When a murder mystery is set in Washington, D.C., readers expect a good dose of politics, hallowed halls and monuments. That is not the case with Murder, D.C. by Neely Tucker, the second book in a series featuring crime reporter Sully Carter. Carter is a modern hero, emotionally and physically scarred from his Bosnian reporting days. He's a flawed individual who nonetheless retains his integrity when pursuing the truth of a story.
Now a stateside reporter, Carter needs a riveting story to help his lackluster career so he can return to overseas reporting. When young scholar Billy Ellison, the last member of the most powerful black family in Washington, is found dead in a drug-infested, no-man’s-land sliver of D.C. called Frenchman’s Bend, Carter writes an article about “the murder capital’s murder capital,” which creates a storm of controversy.
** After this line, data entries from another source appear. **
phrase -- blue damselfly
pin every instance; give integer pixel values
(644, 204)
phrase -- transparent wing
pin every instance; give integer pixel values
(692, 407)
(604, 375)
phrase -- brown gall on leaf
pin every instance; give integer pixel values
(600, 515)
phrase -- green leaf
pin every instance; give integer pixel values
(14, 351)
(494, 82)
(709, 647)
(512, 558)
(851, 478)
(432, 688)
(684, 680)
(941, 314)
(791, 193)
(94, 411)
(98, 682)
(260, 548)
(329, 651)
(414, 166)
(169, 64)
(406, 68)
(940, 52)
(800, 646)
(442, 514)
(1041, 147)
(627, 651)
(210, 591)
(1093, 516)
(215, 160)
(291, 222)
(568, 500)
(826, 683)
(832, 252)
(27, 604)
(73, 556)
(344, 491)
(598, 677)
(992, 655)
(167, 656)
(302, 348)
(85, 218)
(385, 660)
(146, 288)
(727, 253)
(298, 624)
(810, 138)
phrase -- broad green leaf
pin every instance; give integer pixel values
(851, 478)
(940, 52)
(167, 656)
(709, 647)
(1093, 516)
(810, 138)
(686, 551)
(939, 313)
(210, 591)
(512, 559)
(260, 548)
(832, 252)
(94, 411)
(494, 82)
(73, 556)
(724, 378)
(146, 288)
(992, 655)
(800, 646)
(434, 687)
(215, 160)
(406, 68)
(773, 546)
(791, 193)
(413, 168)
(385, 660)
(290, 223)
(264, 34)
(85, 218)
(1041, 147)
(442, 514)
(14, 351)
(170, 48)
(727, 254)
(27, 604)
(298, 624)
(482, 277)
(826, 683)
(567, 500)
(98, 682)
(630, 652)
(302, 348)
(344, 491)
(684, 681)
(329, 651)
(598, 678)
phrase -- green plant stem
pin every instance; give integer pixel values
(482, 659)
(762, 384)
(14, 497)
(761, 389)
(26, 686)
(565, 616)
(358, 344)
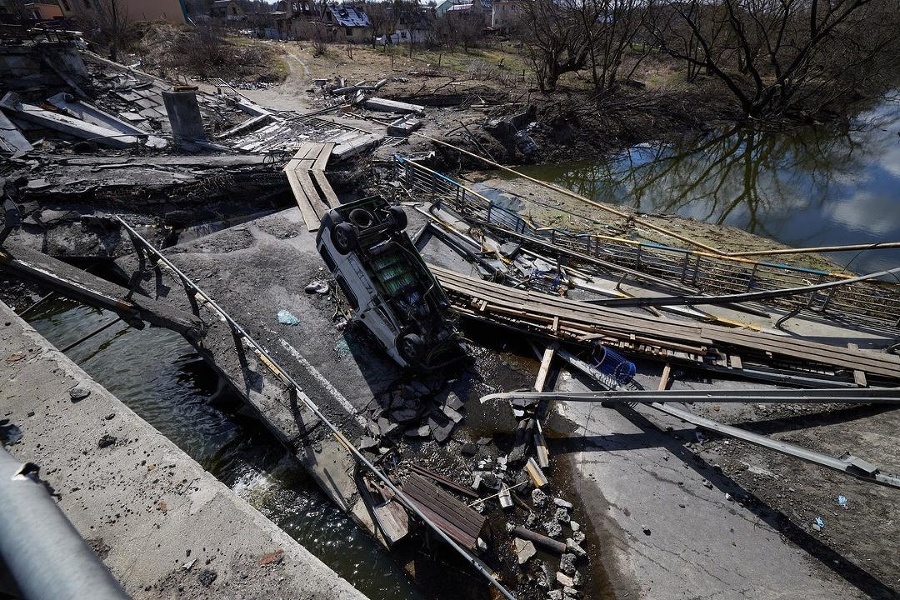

Carter’s job is to investigate what an upper-middle-class young man was doing in the Bend in the middle of the night, but events in the story create multiple avenues to pursue. However, there are forces from the highest and lowest levels of society that actively thwart Carter’s probing scrutiny. Showing the same grit, determination and fearlessness that made him an outstanding war correspondent, Carter refuses to accept the existing state of affairs and pursues the twisted threads of Frenchman’s Bend to their untangling.
Murder, D.C. tackles issues of race, poverty and the unsavory slave history of the nation’s capital. The fictional Frenchman’s Bend was a slave holding pen for about 100 years, and the gruesome portrayal of the Bend’s history is recounted realistically due to Tucker’s historical research.